The Chairman—Those of us who heard Dr. Wiley, the other evening, give his impressions, may be interested in giving to Miss Lathrop another fact which will prove the value of birth registry. Dr. Wiley said that no one across the water could marry unless he could prove that he had been born. It would be impossible for many to marry in this country, if that were the case here.
We have always admired the way the Daughters of the American Revolution have taken the history of our country, have looked up the old stamping grounds and marked them, and have taught the children in schools the traditions of the country, to honor the makers of our country and to make them good American citizens. But we are really more pleased that the Daughters of the American Revolution have recently taken up more modern things, and that they are preserving the resources of the children. The speaker has been very much interested in modern life, in community life for the rural life of our country.

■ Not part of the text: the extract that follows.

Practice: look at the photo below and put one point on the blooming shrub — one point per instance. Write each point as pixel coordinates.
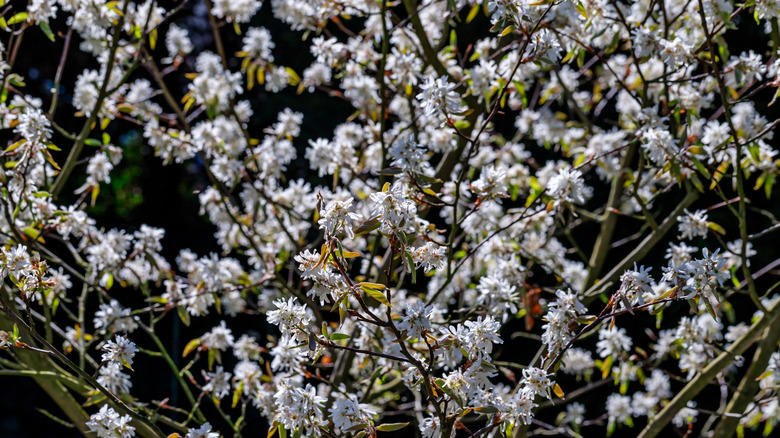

As a loyal Daughter, I have great pleasure in introducing to you Mrs. Matthew T. Scott, of Washington, D. C., President General of the Daughters of the American Revolution.

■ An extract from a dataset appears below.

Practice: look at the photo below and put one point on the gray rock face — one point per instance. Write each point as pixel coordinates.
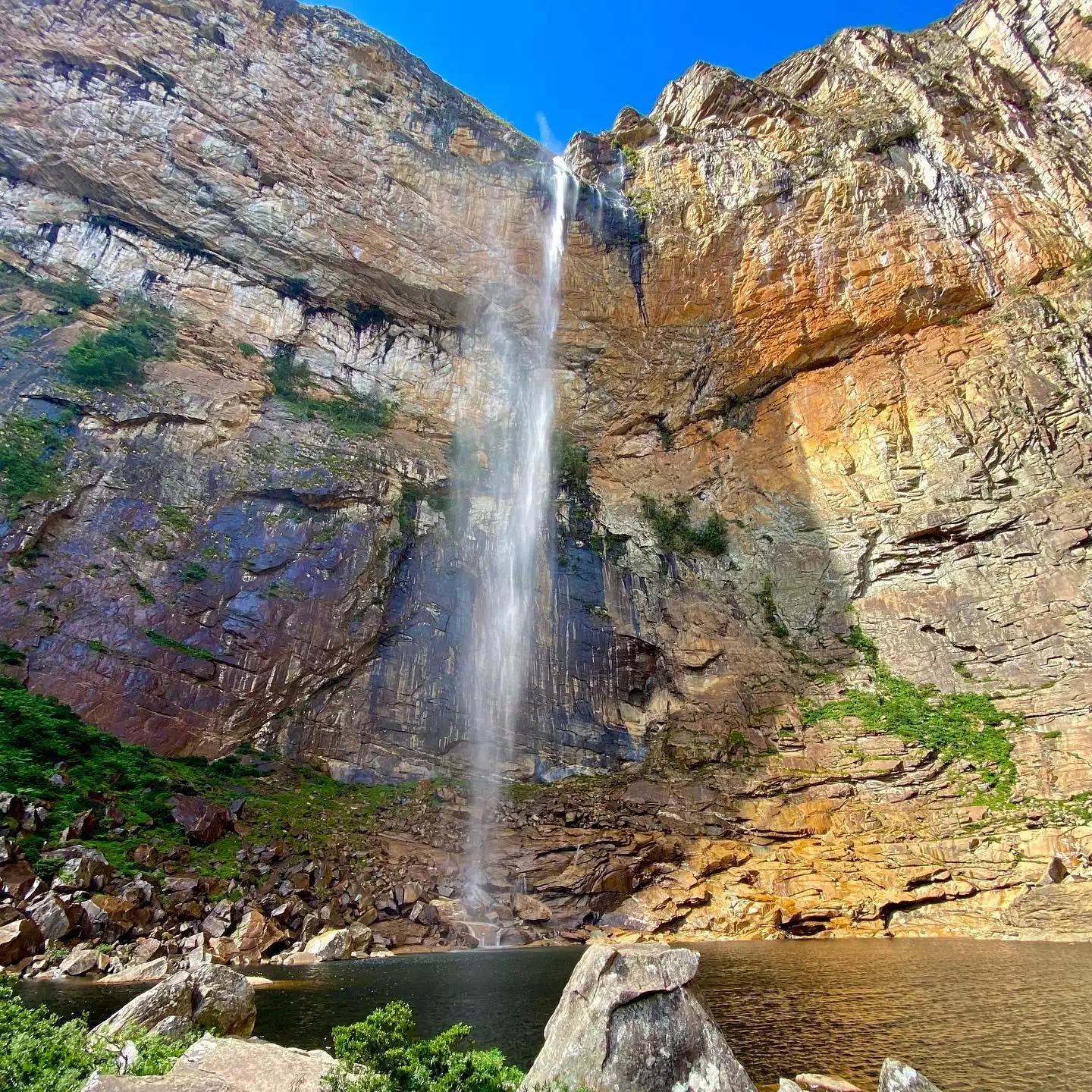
(231, 1065)
(626, 1022)
(896, 1077)
(214, 998)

Address, Mrs. Matthew T. Scott
Mrs. Scott—Madam President, Members of the Fourth Conservation Congress: Among the many opportunities for service, which today are open to women in this country, there are three to which I wish to call attention for a few moments this evening. The first is that of the unrealized possibilities of the home life of the nation. If we only were endowed with a larger share of that priceless attribute—the constructive imagination—we should be able to see the untold resources which still lie latent, waiting only to be discovered, developed and enjoyed in the mysterious precincts of that laboratory of the soul—that forging-room of character, that fountain-head of those subtle forces which add temper and edge and distinction to our ordinary human attributes—that civic and social Holy of Holies—which we call Home.
And let us remember that the sources of our country’s permanent prosperity and glory lie not in the form of our government, in the wisdom of its administration, nor even in its written laws and constitution, but deep in the intellectual and moral life of society, and potentially in those nameless influences, radiating from the women who give its halcyon charm to hearthstone and library and to all the intimacies and inspirations of the home. For, after all, it is the home—the sanctuary to which we women must hark back—the home, with its sanctity, which is the palladium, the corner-stone, the key to the arch, of all that is most precious in the life and destiny of America.

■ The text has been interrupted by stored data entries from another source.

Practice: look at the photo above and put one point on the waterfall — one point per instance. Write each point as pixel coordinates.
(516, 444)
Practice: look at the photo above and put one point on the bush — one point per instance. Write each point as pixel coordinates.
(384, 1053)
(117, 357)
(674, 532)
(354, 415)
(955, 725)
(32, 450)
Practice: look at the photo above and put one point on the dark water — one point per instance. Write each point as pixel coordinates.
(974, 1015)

Again, let us never forget, that to us women—the home-makers of our land—as never before in the world’s history, is entrusted the healthy development of the social and moral fabric of society in our country, in the innumerable and intricate complications of this Twentieth Century civilization. A distinguished educator has recently said:
“At the present time the world is awakening to the teachings of the old prophets. Now, as then, the morals and ethics of a nation are just what the wives and mothers, the home-makers of the land, make them.”
Again, the home is also the place where the future citizens of this nation are to be trained. The place that fosters patriotism, obedience and love, reverence for authority, the finest elements of character. Some day the present generation will have to hand this country over to the sons and daughters who are being trained by fathers and mothers of today to administer the affairs of the home, in preparation for the larger field and wider duties of government. It is well for youth to learn that honest toil is never hopeless or degrading. It is well for youth to be at one with Nature and to learn of her; to know and feel the joy there is in bountiful, glorious Nature; to be familiar with her song—the ripple of the river on its stones, the murmur of trees, the rhythm of the sap that rises in them, the thunder in the hills, the stars shining in perennial beauty, the song of the thrush, and the carol of the lark; to watch the sun in its course and learn the dim paths of the forest.
“It is the song of infinite harmonies.”